Todos os dias eu o encaro jazendo ali, orgulhosamente vivo. E sigo no meu próprio deserto particular. Mastigo palavras, conto sorrisos. E no dia seguinte lá está, com sua tinta tinindo de nova, cortando o ar e o éter. Faz a gente pensar que até o que é feito para ser velho tem que começar novo. E os olhos dóem ao vê-lo. Seco. Irascível. Com seu interior ignoto. No minuto que leva para perdê-lo de vista, não há movimento ao redor. Nada que denuncie seu conteúdo: nada. Ele só existe, e nada mais. Estranhamente comum.
O seu ser-e-nada-mais obriga a pular linhas, pois o raciocínio não é mais válido. Obriga a: parar e pensar. Sinto até certa gratidão. Pensar sobre nada é necessário. Mas não o nada qualquer. Esse mundo está intoxicado de nada. O nada do contêiner vermelho, em sua ambiguidade cintilante, é um nada construtivo. Quebra os limites do absurdo. Ele é nada. O nada é alguma coisa.
É, é sim. Se não for, que será todo o resto? O resto dos presentes que se tornam futuros e também obsoletos e descartáveis. O vermelho insistente, dolorido, enraivecido é a prova cabal de que algo – talvez eu, andando pela rua – faz algum sentido neste algum mundo. Por ser & não ser, nós também somos.  E não somos, claro.
Então posso prosseguir. Acolho a afronta com a boca envergada, cúmplice. Entendo o escândalo com paciência. E vou adiante, um pé à frente do outro, me sentindo um pouco melhor.

sexta-feira, 24 de junho de 2011

Vocabulário

Ca.sas cheias de nós
De nós, que somos os donos
De nós que não desatamos
Que acumulamos
Como palavras em páginas.
Casas que são nossos corpos
Que, se se tocam, explodem em exclamação
E que atualmente esperam uma distração.
Mas são só palavras, como tudo
Nó e repetição.

E eis a guer.ra
De repente tão romântica,
Se a incluímos entre dois pontos.
Lhe acabamos,
Delimitamos.
Somos seus donos e sabemos aonde vai
Enxerga a beleza de mais uma palavra
Que, como todas as outras, é só palavra e nada mais.

Me.do
Escuro, teimando em não se deixar reconhecer
Admitindo que é isso que o acompanha quando fecha os olhos
Que não reconhece nada do que está dentro de você.
Toma esta também e deixe-se ir
Medo é só mais uma palavra
Que, do tamanho de tudo, acaba sendo igualmente nada
Encerrada num final de página de onde devemos partir.

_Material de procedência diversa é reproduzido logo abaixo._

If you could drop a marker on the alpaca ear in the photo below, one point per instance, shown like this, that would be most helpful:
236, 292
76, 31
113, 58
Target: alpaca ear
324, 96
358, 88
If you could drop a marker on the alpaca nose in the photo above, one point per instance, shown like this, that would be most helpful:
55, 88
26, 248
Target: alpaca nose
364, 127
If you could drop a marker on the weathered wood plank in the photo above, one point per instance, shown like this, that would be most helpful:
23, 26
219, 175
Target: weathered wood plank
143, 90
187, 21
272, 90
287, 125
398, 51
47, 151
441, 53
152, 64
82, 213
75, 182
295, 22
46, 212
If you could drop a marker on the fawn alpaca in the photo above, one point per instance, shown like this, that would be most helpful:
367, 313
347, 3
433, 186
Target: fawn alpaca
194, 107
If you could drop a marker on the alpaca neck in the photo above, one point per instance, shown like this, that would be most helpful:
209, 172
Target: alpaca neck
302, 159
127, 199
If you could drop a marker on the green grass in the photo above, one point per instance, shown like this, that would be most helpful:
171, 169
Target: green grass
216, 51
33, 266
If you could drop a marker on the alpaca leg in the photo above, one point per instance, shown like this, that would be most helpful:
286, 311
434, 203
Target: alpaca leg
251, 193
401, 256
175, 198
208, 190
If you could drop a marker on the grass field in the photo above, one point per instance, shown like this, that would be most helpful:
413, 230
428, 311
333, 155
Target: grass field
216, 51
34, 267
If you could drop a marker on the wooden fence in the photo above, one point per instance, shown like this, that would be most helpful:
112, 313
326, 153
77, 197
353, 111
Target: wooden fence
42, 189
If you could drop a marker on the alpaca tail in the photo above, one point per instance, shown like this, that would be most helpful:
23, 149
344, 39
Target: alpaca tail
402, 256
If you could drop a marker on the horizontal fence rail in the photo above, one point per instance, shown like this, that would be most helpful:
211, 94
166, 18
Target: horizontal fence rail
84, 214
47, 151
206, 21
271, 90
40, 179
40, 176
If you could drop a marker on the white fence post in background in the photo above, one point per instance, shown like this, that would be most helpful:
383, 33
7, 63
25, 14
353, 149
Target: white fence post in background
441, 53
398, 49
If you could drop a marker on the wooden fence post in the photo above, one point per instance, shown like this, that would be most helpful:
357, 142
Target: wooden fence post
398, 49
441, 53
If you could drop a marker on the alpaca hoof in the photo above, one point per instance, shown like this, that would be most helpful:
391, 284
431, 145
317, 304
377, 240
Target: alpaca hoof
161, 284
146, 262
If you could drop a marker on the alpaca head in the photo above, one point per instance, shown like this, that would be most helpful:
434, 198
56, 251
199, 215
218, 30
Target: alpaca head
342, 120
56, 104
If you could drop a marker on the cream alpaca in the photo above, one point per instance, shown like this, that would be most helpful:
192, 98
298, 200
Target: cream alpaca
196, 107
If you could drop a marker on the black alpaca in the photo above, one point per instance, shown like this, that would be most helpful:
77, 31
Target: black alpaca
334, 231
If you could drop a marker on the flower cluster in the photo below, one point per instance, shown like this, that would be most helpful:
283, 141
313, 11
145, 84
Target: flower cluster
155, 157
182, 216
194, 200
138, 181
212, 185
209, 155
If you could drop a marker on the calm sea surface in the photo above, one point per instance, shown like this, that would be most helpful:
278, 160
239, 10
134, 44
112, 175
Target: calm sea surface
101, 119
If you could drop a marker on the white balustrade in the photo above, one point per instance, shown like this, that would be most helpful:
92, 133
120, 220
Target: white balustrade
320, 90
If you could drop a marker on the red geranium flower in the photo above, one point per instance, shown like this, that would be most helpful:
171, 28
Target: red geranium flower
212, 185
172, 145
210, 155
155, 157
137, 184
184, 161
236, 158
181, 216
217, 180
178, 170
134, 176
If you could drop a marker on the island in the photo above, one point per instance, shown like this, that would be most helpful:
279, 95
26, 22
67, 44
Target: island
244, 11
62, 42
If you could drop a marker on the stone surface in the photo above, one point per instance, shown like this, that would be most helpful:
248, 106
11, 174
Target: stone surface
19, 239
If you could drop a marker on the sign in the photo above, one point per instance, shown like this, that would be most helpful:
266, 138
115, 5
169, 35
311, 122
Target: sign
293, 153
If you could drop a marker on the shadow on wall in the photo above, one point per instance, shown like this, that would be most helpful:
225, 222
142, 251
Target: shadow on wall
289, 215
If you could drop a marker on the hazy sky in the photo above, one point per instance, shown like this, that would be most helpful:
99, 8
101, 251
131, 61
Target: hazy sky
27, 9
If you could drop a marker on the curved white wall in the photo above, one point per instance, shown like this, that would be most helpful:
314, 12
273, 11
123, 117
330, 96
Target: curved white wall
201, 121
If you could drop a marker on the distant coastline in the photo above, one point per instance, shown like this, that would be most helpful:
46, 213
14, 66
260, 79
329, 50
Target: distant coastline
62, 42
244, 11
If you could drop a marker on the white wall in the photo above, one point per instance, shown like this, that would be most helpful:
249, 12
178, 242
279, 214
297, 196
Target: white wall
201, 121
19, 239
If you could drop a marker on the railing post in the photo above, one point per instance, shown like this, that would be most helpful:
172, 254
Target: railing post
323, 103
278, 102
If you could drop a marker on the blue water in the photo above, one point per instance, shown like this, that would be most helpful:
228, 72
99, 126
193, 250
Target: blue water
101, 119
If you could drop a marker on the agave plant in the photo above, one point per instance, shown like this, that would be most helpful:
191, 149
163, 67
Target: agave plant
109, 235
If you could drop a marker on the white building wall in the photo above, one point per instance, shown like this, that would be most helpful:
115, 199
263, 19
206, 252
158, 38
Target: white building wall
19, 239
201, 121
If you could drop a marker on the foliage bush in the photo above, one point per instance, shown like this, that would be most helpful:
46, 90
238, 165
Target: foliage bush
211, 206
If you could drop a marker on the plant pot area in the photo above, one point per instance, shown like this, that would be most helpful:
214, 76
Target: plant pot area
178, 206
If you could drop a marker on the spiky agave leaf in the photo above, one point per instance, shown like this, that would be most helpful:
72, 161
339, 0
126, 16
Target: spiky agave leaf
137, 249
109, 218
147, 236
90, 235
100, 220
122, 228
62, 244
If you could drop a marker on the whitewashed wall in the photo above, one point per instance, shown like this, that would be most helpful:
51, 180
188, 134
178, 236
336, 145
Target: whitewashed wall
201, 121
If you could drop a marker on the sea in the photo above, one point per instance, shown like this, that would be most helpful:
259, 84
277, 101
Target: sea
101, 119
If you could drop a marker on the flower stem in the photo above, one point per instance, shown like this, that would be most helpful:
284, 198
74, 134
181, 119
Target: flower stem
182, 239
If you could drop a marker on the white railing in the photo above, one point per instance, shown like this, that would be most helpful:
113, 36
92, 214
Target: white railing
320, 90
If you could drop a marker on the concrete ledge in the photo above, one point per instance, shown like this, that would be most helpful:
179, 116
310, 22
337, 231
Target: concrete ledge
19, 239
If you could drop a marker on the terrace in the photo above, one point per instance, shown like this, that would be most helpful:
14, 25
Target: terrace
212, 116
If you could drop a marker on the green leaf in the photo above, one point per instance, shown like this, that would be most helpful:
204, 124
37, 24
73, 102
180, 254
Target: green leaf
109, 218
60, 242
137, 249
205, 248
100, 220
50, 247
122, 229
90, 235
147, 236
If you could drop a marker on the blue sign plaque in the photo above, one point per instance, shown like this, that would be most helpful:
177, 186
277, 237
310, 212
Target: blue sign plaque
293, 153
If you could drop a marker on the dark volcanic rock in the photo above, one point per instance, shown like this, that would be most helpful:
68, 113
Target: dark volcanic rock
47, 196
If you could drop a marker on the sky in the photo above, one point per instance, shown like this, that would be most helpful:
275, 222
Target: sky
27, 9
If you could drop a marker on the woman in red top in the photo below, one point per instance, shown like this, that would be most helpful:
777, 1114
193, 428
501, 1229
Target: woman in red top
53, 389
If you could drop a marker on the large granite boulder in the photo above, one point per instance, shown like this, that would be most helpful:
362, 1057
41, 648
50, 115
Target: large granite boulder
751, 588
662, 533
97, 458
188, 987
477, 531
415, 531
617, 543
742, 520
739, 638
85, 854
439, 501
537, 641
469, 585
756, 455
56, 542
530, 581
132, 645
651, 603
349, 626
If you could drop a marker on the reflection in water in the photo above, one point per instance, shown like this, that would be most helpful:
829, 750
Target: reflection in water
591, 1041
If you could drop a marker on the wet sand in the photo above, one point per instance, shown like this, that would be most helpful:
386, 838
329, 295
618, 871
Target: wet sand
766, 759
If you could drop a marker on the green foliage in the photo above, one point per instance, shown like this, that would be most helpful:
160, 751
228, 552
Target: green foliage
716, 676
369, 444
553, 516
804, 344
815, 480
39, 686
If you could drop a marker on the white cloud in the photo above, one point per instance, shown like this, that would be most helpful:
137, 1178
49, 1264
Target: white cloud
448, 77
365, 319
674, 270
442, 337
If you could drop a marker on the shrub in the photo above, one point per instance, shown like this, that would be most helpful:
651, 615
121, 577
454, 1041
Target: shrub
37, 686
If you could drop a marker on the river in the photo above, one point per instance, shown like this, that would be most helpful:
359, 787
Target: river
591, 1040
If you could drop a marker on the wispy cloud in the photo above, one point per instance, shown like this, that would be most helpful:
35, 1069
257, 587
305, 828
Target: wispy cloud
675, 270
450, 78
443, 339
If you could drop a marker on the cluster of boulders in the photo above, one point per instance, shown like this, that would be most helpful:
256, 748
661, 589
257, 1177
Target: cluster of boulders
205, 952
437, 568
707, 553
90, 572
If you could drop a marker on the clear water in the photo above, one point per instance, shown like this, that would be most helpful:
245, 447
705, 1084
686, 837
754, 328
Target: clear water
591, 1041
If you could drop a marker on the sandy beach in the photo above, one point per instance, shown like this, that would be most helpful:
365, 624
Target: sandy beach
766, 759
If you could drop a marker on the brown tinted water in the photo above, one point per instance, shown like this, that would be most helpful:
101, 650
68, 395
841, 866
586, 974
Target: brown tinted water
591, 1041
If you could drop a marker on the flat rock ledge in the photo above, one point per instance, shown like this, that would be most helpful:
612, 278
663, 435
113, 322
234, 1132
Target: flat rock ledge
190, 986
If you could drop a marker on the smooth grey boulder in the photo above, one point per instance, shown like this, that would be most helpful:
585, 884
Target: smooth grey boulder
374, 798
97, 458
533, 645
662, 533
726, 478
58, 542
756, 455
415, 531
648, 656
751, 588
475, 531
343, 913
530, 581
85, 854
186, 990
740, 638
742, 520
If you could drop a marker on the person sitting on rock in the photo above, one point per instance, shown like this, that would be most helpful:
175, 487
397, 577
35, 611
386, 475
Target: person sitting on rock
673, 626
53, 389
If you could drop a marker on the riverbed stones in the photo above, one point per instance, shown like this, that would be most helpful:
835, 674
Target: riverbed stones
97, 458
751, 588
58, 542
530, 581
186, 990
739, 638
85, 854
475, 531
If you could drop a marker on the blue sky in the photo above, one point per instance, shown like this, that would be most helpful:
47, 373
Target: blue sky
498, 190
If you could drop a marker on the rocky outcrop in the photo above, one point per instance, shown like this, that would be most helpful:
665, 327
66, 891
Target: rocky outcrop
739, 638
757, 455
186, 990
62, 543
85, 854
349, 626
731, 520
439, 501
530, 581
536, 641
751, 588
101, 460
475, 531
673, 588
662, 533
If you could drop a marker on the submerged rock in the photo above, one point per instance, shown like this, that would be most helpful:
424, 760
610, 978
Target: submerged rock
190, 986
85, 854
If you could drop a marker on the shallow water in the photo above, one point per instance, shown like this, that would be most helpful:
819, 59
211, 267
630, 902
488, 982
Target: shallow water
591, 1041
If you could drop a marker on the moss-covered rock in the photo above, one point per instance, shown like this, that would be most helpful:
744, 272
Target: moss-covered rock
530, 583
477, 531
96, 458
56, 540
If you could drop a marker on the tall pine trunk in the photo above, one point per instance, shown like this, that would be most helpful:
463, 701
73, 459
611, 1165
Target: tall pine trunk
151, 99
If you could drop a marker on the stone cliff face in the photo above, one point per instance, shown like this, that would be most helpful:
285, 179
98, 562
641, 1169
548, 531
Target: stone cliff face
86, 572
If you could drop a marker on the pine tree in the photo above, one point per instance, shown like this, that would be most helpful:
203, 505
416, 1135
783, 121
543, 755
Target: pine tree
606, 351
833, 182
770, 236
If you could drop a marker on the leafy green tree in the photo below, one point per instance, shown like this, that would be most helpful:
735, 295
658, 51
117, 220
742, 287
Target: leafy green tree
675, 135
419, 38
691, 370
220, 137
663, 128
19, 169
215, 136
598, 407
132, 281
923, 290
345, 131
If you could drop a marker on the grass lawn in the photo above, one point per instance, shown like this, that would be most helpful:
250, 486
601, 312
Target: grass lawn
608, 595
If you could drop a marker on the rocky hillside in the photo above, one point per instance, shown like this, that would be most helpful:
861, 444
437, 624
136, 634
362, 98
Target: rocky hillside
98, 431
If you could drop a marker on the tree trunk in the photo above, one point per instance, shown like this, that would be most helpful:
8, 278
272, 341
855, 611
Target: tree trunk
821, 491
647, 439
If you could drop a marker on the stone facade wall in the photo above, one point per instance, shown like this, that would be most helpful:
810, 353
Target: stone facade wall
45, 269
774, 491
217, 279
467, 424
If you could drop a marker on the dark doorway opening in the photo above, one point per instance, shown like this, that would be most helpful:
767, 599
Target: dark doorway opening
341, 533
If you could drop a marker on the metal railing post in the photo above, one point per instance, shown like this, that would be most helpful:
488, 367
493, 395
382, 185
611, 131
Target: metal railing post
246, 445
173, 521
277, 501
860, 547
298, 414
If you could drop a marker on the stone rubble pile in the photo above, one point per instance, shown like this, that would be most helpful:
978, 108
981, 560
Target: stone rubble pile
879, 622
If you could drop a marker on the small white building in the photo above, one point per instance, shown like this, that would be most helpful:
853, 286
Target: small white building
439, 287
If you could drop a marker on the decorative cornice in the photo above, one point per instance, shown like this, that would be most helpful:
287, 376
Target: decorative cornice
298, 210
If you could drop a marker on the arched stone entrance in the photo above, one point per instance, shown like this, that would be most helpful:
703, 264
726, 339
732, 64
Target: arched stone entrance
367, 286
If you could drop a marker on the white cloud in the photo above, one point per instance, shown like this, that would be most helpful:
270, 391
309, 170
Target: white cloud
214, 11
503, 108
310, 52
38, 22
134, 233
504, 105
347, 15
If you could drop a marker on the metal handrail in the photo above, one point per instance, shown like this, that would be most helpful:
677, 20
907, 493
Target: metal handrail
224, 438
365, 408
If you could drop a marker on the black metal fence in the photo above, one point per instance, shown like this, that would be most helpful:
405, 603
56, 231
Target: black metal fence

Fo.go: constituindo luz e morte
Cheio da própria sorte
Lágrimas de vapor quase sem ser.
Chama de dor e de vida, poder e solidão
Fumaça de negação
Paixão sem dó nem piedade.
Se é isto que você quer, fique com essa também. Fale.
Não complique tanto as coisas,
Fogo é mais uma palavra. Completa. Então, fala.

A.mor
E não faça essa cara
Prometo ser breve, como um dicionário pode ser
Sorriso ponto e vírgula
Amor é apenas uma palavra de duas sílabas
Use como verbo, não como substantivo
Síntese de atitude, perdão e certa esperteza
Amor é mais uma palavra de quatro letras
Como tudo, como nada
E como nada que também somos
Além de palavras.

Co.ra.ção
Desgraçadamente crente em redenção
Estão na moda as hipérboles
Então, sangrado coração!
Rasgado ou empedrado, quem pode dizer a sucessão?
Mais uma vez, palavras
Verbetes que reverberam sua condição:
Con.tri.ção
Chega aqui e me olha mudo
Sem malas e - sem escudo.
Pedindo com audácia
Pedindo sem palavras
Implorando
Que eu também fique de joelhos.


Tudo bem. Eu te pego pela mão
Reconheço você como gente, não como número
Vou arriscar em outra rima
Que diferente desta, diga sim em vez de não.